Passive Data: Enabling Brands to Read Between the Lines
Passive data refers to data that’s gathered through actions, rather than data that a brand might explicitly ask for. When a customer cancels a subscription, for example, that action alone unlocks several significant data points, such as the time of month members chose to make their move. If brands analyze cancellation timing across their entire customer base, they may notice a monthly pattern emerging, prompting them to send a re-engagement email with a special offer ahead of an anticipated cancellation surge.
Despite this opportunity, organizations are, on average, using just half of the data available to them. Subscription brands can’t afford to fall into this trap, given the robust data set at their fingertips. Cancellation patterns are just one piece of the puzzle—subscription companies can also consider trends in product bundling to create targeted marketing campaigns, analyze replenishment rates to inform delivery models, and sometimes even evaluate monthly usage to offer pricing flexibility.
HP’s new printing-as-a-service subscription, Instant Ink, offers flexibility based on a usage pattern the company identified. For a monthly fee, the service monitors customers’ ink usage and delivers replenishment cartridges at no added cost and without customers having to place an order. Initially, the caveat was that customers had a predetermined maximum number of pages they could print per month, but seeing a great deal of fluctuation in monthly usage, HP now provides users with another option: any unused pages from one month can roll over into subsequent months, giving high-volume printers some much-needed wiggle room. Customers didn’t ask for this feature explicitly, yet HP’s passive data revealed an untapped opportunity to personalize—and therefore improve—the experience for customers.
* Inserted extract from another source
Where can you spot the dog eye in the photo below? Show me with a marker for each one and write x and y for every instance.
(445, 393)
Active Data: To Understand What Customers Want, Just Ask Them
While any modern, digital brand should have access to passive data to inform personalization, many are also turning to active data to strengthen their efforts. For companies across industries, much of this active data comes in the form of customer-created profiles, which enable companies to curate content, products, and services based on preferences.
The Wall Street Journal, for example, asks users what they’re interested in reading about when they sign up for the newspaper. The result is a highly personalized WSJ homepage full of news tailored to the consumer in question. “Every user creates their own profile and lists their core interests, including topics like politics, sports, entertainment and international news,” writes Jesus Luzardo for Subscription Insider. “With those insights, the platform can make more targeted recommendations and point customers toward new content that fits their tastes.”
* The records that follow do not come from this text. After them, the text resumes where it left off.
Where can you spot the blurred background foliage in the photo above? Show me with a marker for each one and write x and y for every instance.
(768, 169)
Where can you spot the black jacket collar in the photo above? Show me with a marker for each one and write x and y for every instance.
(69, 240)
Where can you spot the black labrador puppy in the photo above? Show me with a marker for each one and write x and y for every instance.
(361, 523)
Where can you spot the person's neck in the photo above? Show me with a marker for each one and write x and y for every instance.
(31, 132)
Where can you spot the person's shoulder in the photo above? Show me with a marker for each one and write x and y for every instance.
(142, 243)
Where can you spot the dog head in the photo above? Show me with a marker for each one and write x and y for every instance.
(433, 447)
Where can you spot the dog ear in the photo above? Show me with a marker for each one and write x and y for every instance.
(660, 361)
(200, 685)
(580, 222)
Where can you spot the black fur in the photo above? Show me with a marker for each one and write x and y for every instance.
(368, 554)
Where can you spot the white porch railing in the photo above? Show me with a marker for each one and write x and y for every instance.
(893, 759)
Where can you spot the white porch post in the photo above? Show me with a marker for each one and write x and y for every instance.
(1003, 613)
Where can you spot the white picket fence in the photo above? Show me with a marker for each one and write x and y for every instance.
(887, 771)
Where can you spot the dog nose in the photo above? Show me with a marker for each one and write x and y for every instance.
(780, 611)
Other industries have taken this approach, too. Clothing subscription box brand StitchFix, asks new customers a series of questions about their preferences across a range of different factors, including style, fit, budget, and more. In return, the subscriber receives a box full of clothing packed according to stated specifications, and then has the opportunity to return items that don’t make the cut for them. When items are returned, customers are again asked a series of questions, this time to evaluate why items didn’t suit their needs—all in an effort to better inform the next box.
The Best Personalization Requires the Best of Both Worlds
Both passive and active data have a crucial role to play with regard to personalization, but when combined, they make a much more perfect pair. To build on an earlier example, while cancellation timing reveals some useful passive data, the data set can be exponentially more informative when customers are also actively asked why they’re cancelling and given a wide array of “select all that apply” options.
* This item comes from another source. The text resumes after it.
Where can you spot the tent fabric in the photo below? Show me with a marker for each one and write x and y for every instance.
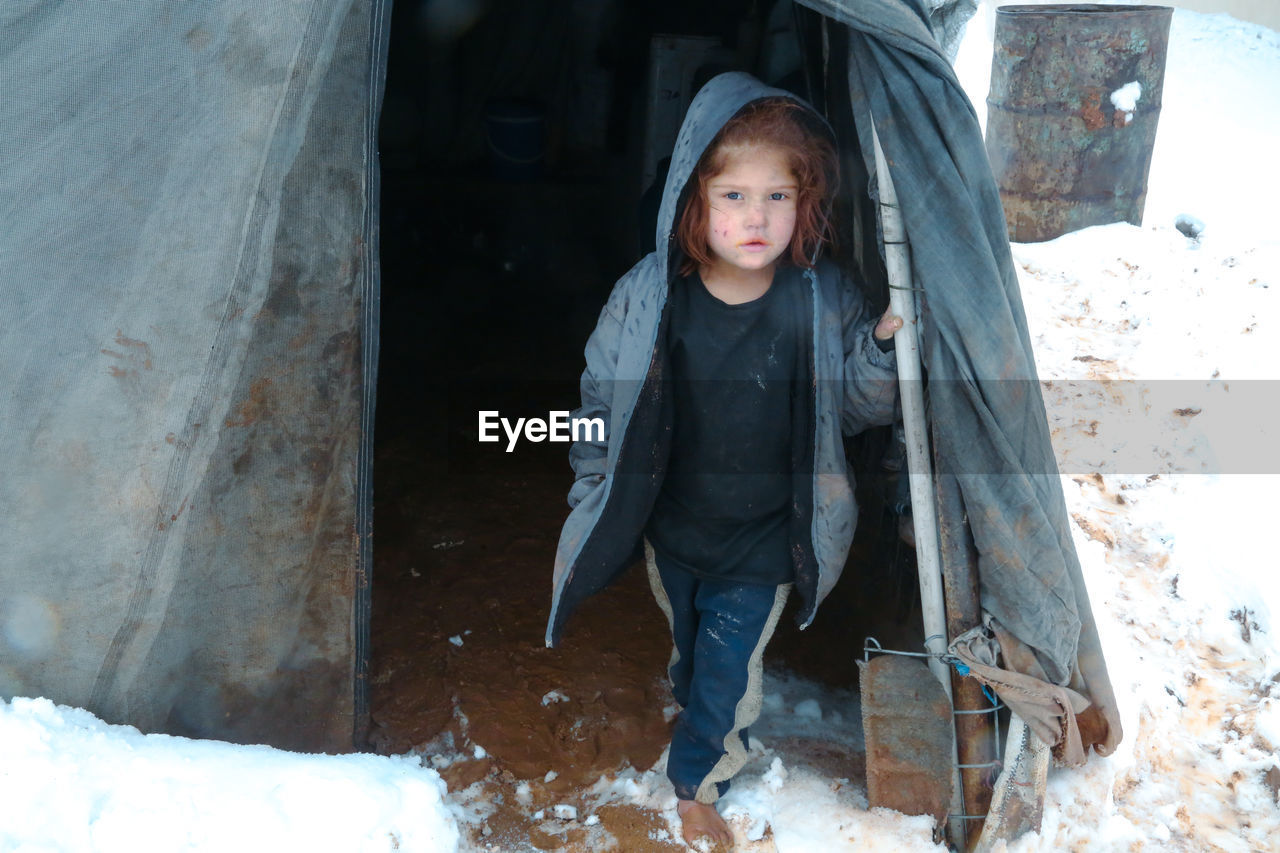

Quarterly workout gear subscription box FabFitFun embodies this hybrid approach down to the very core of its business model: members can opt to have the company curate their boxes based on a combination of behaviors, patterns, and other passive data points—but it also provides members the option to actively choose what goes into each box. To accommodate the desire for personalization, FabFitFun even built its pricing structures around it: annual subscribers can customize their entire box, while seasonal subscribers get a maximum of four customizations per box.
Often considered the gold standard of subscription-based service personalization, brands like Spotify and Netflix also demonstrate why a dual approach is so critical. While their finely-tuned algorithms gather every bit of passive data possible, evaluating what content users engage with, for how long, and more, they also rely on active input via customer searches. The result is industry-leading personalization.
When combined, passive and active data types paint a fuller picture of consumer preference than when applied separately. Together, they arm subscription brands with a breadth of insight that makes personalization not only possible, but also significantly more powerful.